If you’re reading this post, then you’ve probably come across the term hero shot in architectural photography. You may have even used the term yourself, but when you’re sitting in front 80 images of the same building trying to figure out what the hero shot is, it may be more difficult than you imagine. In this post I’m going to try and make that process a little easier. I’m going to explore what a hero shot is list some composition tips for hero shots.
This post has a sister post the BowerBird.io blog where I talk about hero images from the perspective of media and getting published. You can read that post here.
What is a hero shot?
It’s basicly the photo that gives a project an identity. It’s the face of a building.

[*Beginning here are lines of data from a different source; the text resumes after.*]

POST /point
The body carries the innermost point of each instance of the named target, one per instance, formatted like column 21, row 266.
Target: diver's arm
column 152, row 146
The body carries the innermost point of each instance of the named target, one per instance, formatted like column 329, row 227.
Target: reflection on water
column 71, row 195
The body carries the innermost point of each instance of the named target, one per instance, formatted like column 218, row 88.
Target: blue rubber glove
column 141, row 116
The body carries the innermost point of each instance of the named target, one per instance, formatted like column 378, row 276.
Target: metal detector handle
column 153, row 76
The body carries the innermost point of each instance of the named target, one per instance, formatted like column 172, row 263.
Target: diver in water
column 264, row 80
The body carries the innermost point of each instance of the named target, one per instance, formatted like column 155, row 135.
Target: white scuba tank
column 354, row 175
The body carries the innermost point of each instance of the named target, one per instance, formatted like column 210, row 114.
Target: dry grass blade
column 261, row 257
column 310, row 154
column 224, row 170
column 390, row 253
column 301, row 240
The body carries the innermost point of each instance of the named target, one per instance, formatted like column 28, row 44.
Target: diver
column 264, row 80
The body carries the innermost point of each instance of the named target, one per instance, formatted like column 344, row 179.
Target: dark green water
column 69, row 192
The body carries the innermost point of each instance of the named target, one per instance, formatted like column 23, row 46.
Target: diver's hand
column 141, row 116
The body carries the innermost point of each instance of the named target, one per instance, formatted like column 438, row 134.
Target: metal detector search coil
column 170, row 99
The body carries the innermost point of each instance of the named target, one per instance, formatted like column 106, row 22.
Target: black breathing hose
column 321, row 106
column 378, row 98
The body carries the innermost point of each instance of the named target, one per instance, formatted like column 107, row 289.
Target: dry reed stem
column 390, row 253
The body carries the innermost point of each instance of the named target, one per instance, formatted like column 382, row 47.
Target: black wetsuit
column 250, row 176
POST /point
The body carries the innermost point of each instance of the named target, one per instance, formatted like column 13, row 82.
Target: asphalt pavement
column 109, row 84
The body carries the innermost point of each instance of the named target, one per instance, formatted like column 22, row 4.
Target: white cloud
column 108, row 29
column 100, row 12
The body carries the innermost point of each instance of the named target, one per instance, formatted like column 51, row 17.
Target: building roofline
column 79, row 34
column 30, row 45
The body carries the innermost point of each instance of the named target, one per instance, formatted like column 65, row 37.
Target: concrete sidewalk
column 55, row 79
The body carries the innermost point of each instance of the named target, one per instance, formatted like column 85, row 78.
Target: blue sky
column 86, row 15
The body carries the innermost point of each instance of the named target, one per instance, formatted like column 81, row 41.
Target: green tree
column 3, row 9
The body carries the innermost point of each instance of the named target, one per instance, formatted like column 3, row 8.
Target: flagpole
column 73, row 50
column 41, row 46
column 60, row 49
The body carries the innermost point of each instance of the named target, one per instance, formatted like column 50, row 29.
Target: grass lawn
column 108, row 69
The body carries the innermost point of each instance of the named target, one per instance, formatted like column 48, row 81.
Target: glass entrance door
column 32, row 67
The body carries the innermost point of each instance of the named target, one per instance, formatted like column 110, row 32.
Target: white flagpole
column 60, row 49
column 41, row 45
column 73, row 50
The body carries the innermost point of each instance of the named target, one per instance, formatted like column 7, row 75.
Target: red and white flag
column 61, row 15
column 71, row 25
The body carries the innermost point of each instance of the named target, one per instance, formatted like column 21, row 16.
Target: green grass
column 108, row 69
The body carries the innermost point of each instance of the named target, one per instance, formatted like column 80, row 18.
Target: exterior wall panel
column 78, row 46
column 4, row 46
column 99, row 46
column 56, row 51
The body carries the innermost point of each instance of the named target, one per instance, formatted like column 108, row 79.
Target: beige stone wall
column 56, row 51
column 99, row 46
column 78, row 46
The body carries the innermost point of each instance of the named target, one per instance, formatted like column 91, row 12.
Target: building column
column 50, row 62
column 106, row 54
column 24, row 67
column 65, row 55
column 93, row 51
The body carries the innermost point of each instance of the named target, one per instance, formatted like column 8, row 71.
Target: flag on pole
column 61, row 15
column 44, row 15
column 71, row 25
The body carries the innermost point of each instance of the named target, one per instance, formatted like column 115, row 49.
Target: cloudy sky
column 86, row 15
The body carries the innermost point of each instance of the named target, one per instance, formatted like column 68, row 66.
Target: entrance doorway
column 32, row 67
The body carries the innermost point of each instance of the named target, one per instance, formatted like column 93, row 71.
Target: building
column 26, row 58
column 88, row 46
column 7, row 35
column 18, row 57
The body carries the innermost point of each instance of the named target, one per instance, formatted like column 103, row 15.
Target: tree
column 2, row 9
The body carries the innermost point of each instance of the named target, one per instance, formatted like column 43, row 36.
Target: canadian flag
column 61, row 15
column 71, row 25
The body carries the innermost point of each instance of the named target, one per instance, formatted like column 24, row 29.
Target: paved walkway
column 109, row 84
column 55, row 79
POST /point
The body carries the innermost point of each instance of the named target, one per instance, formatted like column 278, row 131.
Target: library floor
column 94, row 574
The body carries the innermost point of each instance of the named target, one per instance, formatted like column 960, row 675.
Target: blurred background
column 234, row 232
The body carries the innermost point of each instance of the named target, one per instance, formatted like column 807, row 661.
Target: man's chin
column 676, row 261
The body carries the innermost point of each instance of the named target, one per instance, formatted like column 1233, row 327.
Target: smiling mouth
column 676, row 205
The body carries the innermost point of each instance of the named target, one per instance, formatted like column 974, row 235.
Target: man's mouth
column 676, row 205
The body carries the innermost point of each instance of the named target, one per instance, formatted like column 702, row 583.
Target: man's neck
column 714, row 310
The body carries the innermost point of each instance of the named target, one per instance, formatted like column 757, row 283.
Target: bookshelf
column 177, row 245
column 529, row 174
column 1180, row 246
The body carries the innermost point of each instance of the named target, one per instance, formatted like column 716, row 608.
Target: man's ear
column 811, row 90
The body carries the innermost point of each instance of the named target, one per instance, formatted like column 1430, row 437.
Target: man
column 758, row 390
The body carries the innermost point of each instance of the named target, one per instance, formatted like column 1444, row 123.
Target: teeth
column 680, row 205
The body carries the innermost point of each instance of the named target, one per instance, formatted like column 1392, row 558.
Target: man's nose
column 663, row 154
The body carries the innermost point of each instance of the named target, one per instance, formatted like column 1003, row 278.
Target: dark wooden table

How do you choose the hero shot?
I don’t actually think YOU choose the hero shot, the world does. Grandiose statement, but let me explain. In every project there’s probably more than one contender for the hero shot. Equally beautiful shots, but slightly different. One might have a person, another one might have been taken from a marginally different angle. Each has their merits, but over time only one will become the hero shot. One of those photos will be used more often by editors and writers in their stories. One of those photos will be shared more often on social media. One of those photos will end up being used to reference that project in talks and seminars. It’s that natural selection that ends up defining the hero shot, not you individually.
That said, you obviously want to choose images that have the chance of being a hero image, and also be conscious when a project or a set of images lack a hero shot. So here’s a few tips I’ve picked up on.
4 examples of hero shots
Here’s 4 projects and their respective hero shots. Apart from them all being residential and in portrait format, they are all very different projects. The Florence St House is shot from on top of a cherry picker, the Hello House in an extension and the Wallaby Lane House is shot at night. Some have people, others don’t. There’s a lot of variables going on, but there are some patterns.
Hello House by OOF! Architecture
Florence St House by Nest Architects
Wallaby Lane House by Robinson Architects
The Acute House by OOF! Architecture
Basic rules of thumb for hero shot composition
1. Separate the building
Hero shots are identity shots, and unless you have a sense of where a building ends it’s difficult to feel like you know it. A simple compositional strategy for this is to make sure a potential hero shot has a margin on all 4 sides. The bottom margin will typically include the groundline of the project. For residential projects this almost always means an exterior shot. For an interiors shot it may be the bounding walls of the room, or the edges of the shop front.
2. Don’t make the building too small
As you step away from a building it obviously gets smaller and the margins around the subject gets larger. At some point the image isn’t a hero image any longer and becomes either a context shot, or a big beautiful landscape shot.
3. Capture the idea
An obvious exception to rule number 1 is the Hello House. The project is a renovation and you only see part of the building, the new part, the part that stands out, and the part that tells the story of this design. This happens all the time with renovations and really comes down to a judgement call on the story that you want to tell.